Guía práctica para el hogar5 min

Cómo cerrar una pérdida de agua sin empeorar el problema

Si una cañería, flexible o grifería empieza a perder, lo importante es contener el agua, bajar el riesgo y no improvisar una solución que después complique todo más.

Primero frená el agua; después evaluá la reparación.

Si la pérdida toca enchufes, tablero eléctrico o genera riesgo estructural, no sigas manipulando la zona y cortá suministros si es seguro hacerlo.

Qué hacer primero

Ubicá la llave más cercana

Si podés aislar solo ese punto, evitás cortar toda la casa.

Secá y despejá alrededor

Reducí resbalones, humedad y contacto con artefactos.

Observá de dónde sale

No es lo mismo una unión floja que una cañería dañada.

1. Cortá el paso de agua del punto o de la vivienda

Si la pérdida viene de un flexible, mochila, grifería o conexión visible, primero buscá la llave de paso más cercana. Si no la encontrás o no responde, cortá el suministro general.

No hace falta desmontar nada al principio. La prioridad es que el agua deje de correr y que puedas mirar la situación con calma.

Revisá bajo mesada, detrás del inodoro o junto al calefón.

Si no hay llave local, usá la llave general del domicilio.

Confirmá que la pérdida realmente bajó antes de seguir.

2. Contené el agua y protegé lo que está alrededor

Aunque la pérdida parezca chica, el agua puede llegar a zócalos, muebles, tomas eléctricas o pisos delicados. Secá el exceso y corré objetos que puedan arruinarse.

Si el agua ya se filtró a otra habitación o al piso inferior, el caso deja de ser menor y conviene acelerar la consulta con un profesional.

Si ya identificaste que el problema no es menor, podés pasar directo a una salida más concreta sin perder el contexto.

Necesito un plomero en San Luis

Usá trapos, baldes o toallas para contener el goteo.

Alejá alargues, zapatillas eléctricas y artefactos del área.

Ventilá si hay humedad acumulada.

3. Identificá si es una unión floja o una rotura real

Una unión visible puede perder por desgaste, goma vencida o falta de ajuste. Una cañería agrietada, en cambio, no es algo para forzar con herramientas sin saber bien qué parte está cediendo.

Si ves corrosión, fisura, plástico quebrado o pérdida dentro de pared o piso, no lo tomes como ajuste simple.

No uses fuerza de más ni sigas ajustando si la pieza ya está vencida o fisurada.

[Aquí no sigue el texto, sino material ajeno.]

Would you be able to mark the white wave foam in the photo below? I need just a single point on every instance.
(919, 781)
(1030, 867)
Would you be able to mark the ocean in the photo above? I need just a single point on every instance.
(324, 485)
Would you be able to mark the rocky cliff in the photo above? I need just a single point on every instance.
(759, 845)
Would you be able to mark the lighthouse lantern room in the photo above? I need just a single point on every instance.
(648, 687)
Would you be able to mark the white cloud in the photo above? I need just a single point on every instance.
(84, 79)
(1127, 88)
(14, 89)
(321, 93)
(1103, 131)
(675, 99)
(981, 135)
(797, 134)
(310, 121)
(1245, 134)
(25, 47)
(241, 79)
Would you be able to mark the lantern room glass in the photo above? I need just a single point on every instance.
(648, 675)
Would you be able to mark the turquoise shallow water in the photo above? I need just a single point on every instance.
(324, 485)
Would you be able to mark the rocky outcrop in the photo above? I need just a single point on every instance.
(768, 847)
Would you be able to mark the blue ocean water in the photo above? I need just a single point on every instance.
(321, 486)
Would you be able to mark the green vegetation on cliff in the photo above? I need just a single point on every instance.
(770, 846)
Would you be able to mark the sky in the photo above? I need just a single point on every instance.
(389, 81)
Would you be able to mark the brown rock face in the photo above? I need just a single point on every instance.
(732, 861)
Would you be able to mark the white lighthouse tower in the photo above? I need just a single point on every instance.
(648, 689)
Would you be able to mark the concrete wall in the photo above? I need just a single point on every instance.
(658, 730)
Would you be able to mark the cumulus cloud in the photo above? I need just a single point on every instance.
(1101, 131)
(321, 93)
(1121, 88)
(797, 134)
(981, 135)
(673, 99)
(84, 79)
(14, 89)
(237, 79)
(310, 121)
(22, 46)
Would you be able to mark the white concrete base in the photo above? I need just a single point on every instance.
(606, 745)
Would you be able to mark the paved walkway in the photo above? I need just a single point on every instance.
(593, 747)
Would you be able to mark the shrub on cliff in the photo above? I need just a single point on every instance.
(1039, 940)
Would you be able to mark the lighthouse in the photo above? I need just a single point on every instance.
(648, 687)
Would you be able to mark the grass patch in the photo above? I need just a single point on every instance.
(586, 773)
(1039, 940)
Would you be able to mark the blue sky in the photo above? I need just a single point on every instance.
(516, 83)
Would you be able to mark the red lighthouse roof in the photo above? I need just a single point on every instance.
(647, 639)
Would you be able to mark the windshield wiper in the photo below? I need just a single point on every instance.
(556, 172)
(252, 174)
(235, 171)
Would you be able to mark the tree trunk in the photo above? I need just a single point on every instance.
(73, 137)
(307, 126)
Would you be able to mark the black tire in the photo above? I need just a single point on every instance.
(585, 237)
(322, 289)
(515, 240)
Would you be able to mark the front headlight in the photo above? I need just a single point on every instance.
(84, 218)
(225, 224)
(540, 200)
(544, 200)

A veces eso termina de romperla.

4. Usá soluciones provisorias solo si realmente son provisorias

Cinta, selladores o parches pueden ayudar a bajar el goteo en una emergencia muy puntual, pero no reemplazan una reparación real. Sirven para ganar tiempo, no para dar el problema por cerrado.

Si el punto sigue húmedo, late o vuelve a perder a los minutos, no sigas insistiendo con remiendos caseros.

Aplicalo solo si el área está visible y el riesgo es bajo.

No cubras una zona sin haber identificado antes de dónde sale el agua.

Si la pérdida vuelve, cortá otra vez el paso y frená ahí.

5. Cuándo ya conviene llamar a un plomero

Si la pérdida no baja al cerrar una llave local, si reaparece enseguida, si viene de una cañería dañada o si ya afecta pared, piso o instalación eléctrica, lo razonable es pedir asistencia.

También conviene pedir ayuda si no estás seguro de qué pieza tocar. En plomería, improvisar mal suele salir más caro que frenar a tiempo.

Preguntas frecuentes

¿Sirve ajustar una llave o una unión si pierde un poco?

A veces sí, pero solo cuando el origen es muy claro y la pieza no está dañada. Si hay corrosión, grieta o la pérdida sigue, no conviene forzar.

¿Cuándo deja de ser una pérdida menor?

Cuando no se controla con la llave cercana, cuando moja pared o piso, cuando afecta electricidad o cuando vuelve a aparecer enseguida.

¿Puedo usar cinta o sellador y dejarlo así?

Solo como salida provisoria para bajar el agua. No debería tomarse como solución definitiva si la instalación sigue comprometida.